Corsair a annoncé ce 5 août 2026 le rachat de de Trak Racer ainsi que l’intégralité des actifs du fabricant australien. Deux ans après avoir récupéré Fanatec, l’américain met donc une nouvelle fois la main au portefeuille avec cette fois-ci les châssis en ligne de mire. La stratégie est cohérente, Corsair ne veut plus simplement vendre des périphériques et de l’électronique mais aussi des simulateurs.
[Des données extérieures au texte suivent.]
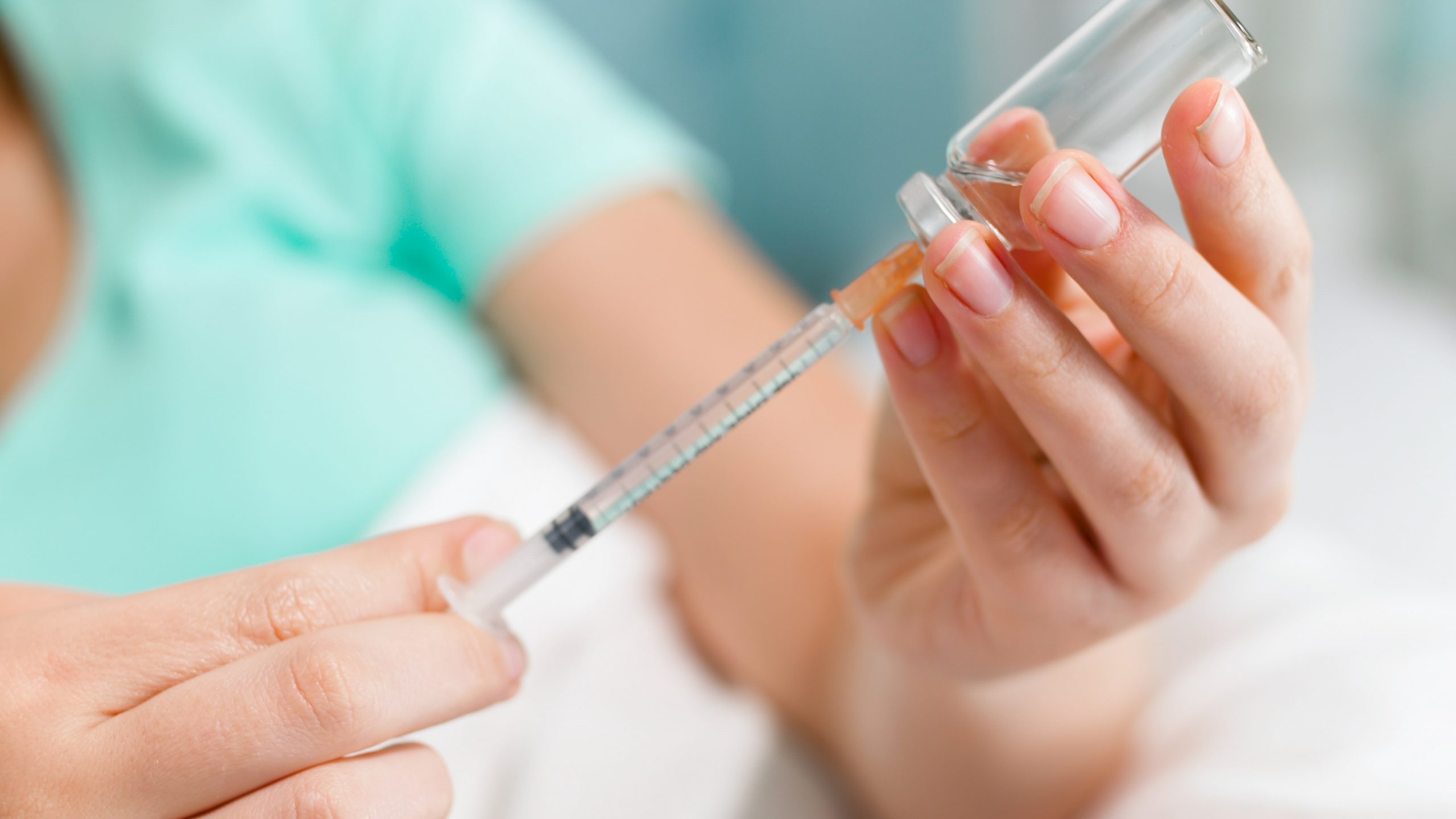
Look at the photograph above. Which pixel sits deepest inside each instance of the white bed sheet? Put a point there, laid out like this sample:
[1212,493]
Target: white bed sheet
[1298,684]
Dans un marché où un seul client dépense facilement plusieurs milliers d’euros, parfois même plusieurs dizaines de milliers l’enjeu financier et stratégique est loin d’être anecdotique.
Les cerveaux d’un côté, le squelette de l’autre
Après avoir racheté Fanatec en 2024 auprès d’Endor AG alors en situation d’insolvabilité, Corsair avait en main l’électronique, bases, jantes, pédaliers, boîtes de vitesses. Trak Racer apporte désormais tout le reste, profilés aluminium, châssis tubulaires, sièges, supports d’écrans, systèmes de mouvement et accessoires.
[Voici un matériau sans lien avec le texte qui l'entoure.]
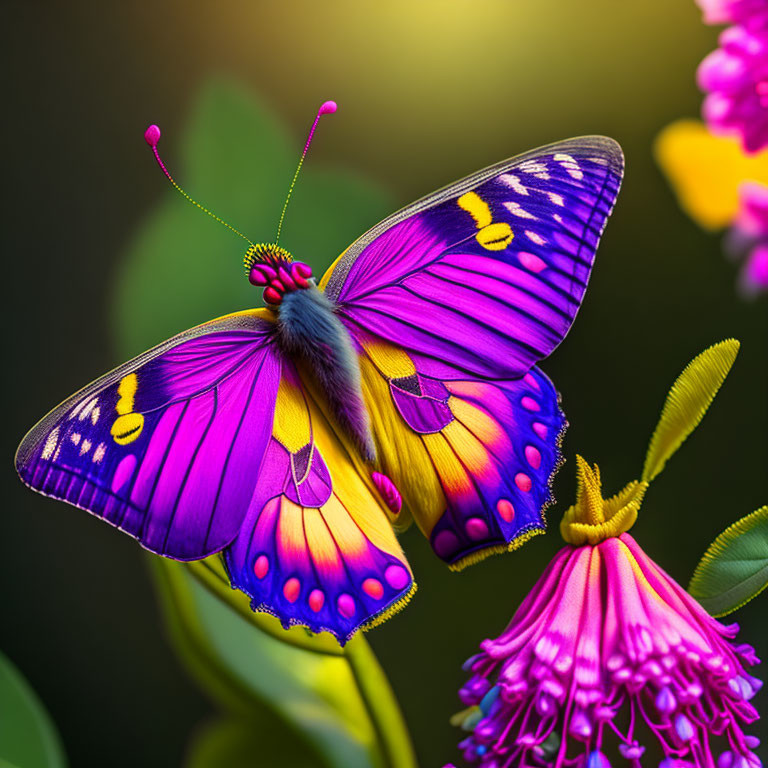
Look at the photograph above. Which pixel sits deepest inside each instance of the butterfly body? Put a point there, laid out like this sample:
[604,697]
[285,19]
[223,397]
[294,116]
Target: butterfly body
[404,386]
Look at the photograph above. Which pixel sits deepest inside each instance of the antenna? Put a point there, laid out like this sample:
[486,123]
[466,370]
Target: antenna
[152,136]
[327,108]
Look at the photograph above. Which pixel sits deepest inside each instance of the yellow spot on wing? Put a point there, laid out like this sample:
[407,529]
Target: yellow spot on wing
[126,391]
[453,476]
[127,428]
[495,237]
[392,361]
[291,426]
[476,207]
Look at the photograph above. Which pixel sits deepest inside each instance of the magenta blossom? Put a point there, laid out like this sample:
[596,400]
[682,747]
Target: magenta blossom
[747,12]
[608,657]
[748,238]
[607,637]
[735,77]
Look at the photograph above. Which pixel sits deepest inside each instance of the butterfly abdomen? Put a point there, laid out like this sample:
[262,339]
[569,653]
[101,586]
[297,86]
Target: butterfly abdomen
[309,330]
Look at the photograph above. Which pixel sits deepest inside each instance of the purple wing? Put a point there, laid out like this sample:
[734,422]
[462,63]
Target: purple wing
[168,446]
[316,547]
[485,277]
[473,460]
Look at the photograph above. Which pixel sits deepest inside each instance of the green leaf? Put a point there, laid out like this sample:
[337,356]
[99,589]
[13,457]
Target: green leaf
[28,738]
[335,703]
[183,268]
[735,567]
[687,402]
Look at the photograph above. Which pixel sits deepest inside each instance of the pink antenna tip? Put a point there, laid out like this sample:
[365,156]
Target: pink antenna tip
[152,135]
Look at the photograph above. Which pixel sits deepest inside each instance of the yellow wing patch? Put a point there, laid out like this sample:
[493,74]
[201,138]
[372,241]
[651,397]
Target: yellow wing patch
[492,236]
[128,425]
[291,426]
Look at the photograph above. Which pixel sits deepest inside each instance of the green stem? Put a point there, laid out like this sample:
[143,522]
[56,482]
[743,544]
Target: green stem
[372,683]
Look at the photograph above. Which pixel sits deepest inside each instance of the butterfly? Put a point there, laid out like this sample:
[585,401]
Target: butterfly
[296,438]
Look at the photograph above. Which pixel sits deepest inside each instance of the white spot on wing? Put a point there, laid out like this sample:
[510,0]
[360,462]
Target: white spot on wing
[555,199]
[570,165]
[514,181]
[50,444]
[87,408]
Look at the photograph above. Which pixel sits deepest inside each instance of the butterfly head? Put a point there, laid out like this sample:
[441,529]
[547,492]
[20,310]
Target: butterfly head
[272,267]
[266,264]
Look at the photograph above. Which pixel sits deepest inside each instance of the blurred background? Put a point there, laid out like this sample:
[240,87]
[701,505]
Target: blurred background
[427,92]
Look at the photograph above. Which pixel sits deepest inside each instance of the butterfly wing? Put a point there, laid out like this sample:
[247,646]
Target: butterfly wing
[451,302]
[485,277]
[316,547]
[166,447]
[473,460]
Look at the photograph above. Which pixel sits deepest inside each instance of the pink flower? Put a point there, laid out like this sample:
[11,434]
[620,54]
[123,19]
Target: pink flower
[735,77]
[608,654]
[748,238]
[747,12]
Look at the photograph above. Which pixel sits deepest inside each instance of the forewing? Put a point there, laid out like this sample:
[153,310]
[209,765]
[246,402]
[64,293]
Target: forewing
[473,460]
[316,547]
[485,277]
[168,446]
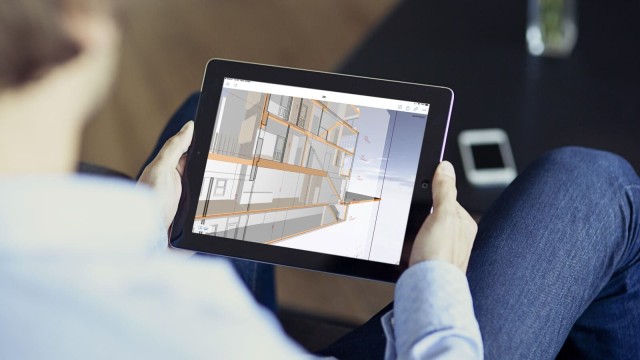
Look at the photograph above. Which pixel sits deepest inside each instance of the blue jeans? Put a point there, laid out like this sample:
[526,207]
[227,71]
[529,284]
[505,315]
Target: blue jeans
[555,269]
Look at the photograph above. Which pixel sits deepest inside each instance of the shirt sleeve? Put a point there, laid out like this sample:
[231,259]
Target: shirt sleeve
[433,315]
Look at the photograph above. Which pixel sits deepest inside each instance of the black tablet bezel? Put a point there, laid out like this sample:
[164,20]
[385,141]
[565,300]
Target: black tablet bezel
[440,100]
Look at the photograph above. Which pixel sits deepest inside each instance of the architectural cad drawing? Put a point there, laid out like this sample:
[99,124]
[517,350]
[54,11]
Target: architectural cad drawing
[280,166]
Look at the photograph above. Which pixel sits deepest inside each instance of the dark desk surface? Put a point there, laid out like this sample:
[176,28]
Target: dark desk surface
[479,50]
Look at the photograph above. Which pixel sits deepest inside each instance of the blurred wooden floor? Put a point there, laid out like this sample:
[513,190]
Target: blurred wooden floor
[166,44]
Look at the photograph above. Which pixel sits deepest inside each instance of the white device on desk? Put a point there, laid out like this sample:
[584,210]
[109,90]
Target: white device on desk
[486,157]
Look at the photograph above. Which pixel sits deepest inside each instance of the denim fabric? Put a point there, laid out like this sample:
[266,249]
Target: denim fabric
[556,258]
[258,277]
[555,271]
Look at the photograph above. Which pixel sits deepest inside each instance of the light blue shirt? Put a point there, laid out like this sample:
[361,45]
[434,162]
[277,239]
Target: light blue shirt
[84,274]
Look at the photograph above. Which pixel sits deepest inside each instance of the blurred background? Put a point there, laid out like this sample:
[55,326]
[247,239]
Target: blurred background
[549,73]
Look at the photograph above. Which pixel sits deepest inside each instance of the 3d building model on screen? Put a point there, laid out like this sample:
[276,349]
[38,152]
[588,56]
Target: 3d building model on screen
[280,167]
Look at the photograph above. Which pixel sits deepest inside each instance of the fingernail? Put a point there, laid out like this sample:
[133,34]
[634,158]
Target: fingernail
[447,169]
[187,125]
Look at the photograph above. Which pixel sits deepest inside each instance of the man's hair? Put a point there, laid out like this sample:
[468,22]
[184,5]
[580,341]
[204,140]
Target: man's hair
[33,38]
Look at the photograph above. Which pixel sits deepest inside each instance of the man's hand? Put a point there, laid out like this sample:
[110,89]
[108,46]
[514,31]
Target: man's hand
[164,173]
[449,232]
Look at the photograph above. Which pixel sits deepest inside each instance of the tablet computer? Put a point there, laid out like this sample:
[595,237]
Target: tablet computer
[309,169]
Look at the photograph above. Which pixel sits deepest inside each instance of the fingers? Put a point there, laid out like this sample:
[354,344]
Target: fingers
[176,146]
[444,190]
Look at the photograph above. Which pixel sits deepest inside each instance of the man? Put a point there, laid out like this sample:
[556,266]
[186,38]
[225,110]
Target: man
[85,271]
Mis bout à bout, ça donne un catalogue beaucoup plus complet avec lequel on peut se construire un rig entier, du siège au volant, sans jamais sortir de l’écosystème Corsair. De plus, on peut y ajouter les PC, les écrans et le matériel de streaming déjà au catalogue du groupe, la promesse devient celle d’un package clé en main.
Corsair insiste aussi sur un point moins visible mais déterminant puisque Trak Racer réalise l’essentiel de son chiffre d’affaires en vente directe. L’idée est d’appliquer à ce modèle la puissance de distribution mondiale de Corsair au niveau retail, e-commerce pour aller chercher des marchés que le fabricant australien n’atteignait pas seul.
La simu de vol et la moto entrent dans l’équation
L’autre intérêt du dossier, c’est qu’il élargit d’un coup le terrain de jeu de Corsair au-delà des quatre roues.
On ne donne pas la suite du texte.